Article V, Section R340 of the IFTA Articles of Agreement allows a base jurisdiction to require, for cause, a licensee to post a bond.  The section indicates that bonds may be required for failure to file timely returns or to remit taxes, or when an audit indicates problems severe enough that, in the opinion of the base jurisdiction, a bond is required to protect the interests of the member jurisdictions.  A similar provision is contained in Section 5 of the Motor Carrier Fuel Tax Act.

 

                                                                                                   Fiscal Analyst:   William Hamilton

This analysis was prepared by nonpartisan House staff for use by House members in their deliberations, and does not constitute an official statement of legislative intent.



[1] The International Fuel Tax Agreement provides for reciprocal collection of motor carrier fuel taxes among the forty-eight contiguous states and nine Canadian provinces.  As a result, Michigan’s Motor Carrier Fuel Tax is collected by both the Michigan Department of Treasury and other states and Canadian provinces through IFTA tax filings.  Beginning April 1, 2003, the effective date of a 2002 amendment to the act (Public Act 667 of 2002), Michigan-only (intrastate) motor carriers are exempt from the Motor Carrier Fuel Tax Act, and instead pay motor fuel taxes exclusively “at the pump” under the Motor Fuel Tax Act (PA 403 of 2000).
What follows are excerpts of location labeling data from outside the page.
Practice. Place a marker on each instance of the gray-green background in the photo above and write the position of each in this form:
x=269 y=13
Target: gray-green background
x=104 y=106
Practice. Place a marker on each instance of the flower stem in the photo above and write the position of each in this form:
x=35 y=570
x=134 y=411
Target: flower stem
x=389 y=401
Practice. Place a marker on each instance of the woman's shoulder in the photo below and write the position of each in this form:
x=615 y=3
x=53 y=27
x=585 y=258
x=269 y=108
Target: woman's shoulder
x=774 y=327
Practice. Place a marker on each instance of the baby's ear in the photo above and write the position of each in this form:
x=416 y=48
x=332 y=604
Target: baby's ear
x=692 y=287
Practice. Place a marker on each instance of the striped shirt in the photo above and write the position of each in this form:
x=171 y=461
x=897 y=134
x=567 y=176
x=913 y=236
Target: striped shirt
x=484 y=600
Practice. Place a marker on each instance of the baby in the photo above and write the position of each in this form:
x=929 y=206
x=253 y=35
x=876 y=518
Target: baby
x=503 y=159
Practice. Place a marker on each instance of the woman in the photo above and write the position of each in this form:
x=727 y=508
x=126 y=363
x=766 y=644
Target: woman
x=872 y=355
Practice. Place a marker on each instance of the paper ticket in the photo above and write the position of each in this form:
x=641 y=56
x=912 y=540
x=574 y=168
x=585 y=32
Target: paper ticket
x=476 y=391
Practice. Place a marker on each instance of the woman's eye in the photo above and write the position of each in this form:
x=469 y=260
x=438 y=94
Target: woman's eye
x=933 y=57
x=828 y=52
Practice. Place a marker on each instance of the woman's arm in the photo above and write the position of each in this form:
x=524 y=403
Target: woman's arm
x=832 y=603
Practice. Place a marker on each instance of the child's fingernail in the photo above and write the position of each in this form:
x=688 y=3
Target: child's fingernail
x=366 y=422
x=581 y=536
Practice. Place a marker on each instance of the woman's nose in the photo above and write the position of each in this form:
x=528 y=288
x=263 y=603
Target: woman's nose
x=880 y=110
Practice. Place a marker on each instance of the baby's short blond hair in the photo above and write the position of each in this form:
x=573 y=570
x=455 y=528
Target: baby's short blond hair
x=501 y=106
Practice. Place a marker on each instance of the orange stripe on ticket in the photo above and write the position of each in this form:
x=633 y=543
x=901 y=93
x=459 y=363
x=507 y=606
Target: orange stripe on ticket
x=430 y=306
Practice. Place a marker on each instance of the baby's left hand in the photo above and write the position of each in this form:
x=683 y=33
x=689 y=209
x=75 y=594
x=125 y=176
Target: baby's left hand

[2] Section 6a of the Motor Carrier Fuel Tax Act indicates that taxes due other IFTA-member jurisdictions by persons licensed by the Michigan Department of Treasury under IFTA are considered a tax imposed by the act.  As a result, the joint and several liability standard would appear to also apply to taxes collected by Michigan for other states and Canadian provinces through IFTA filings of Michigan licensed motor carriers.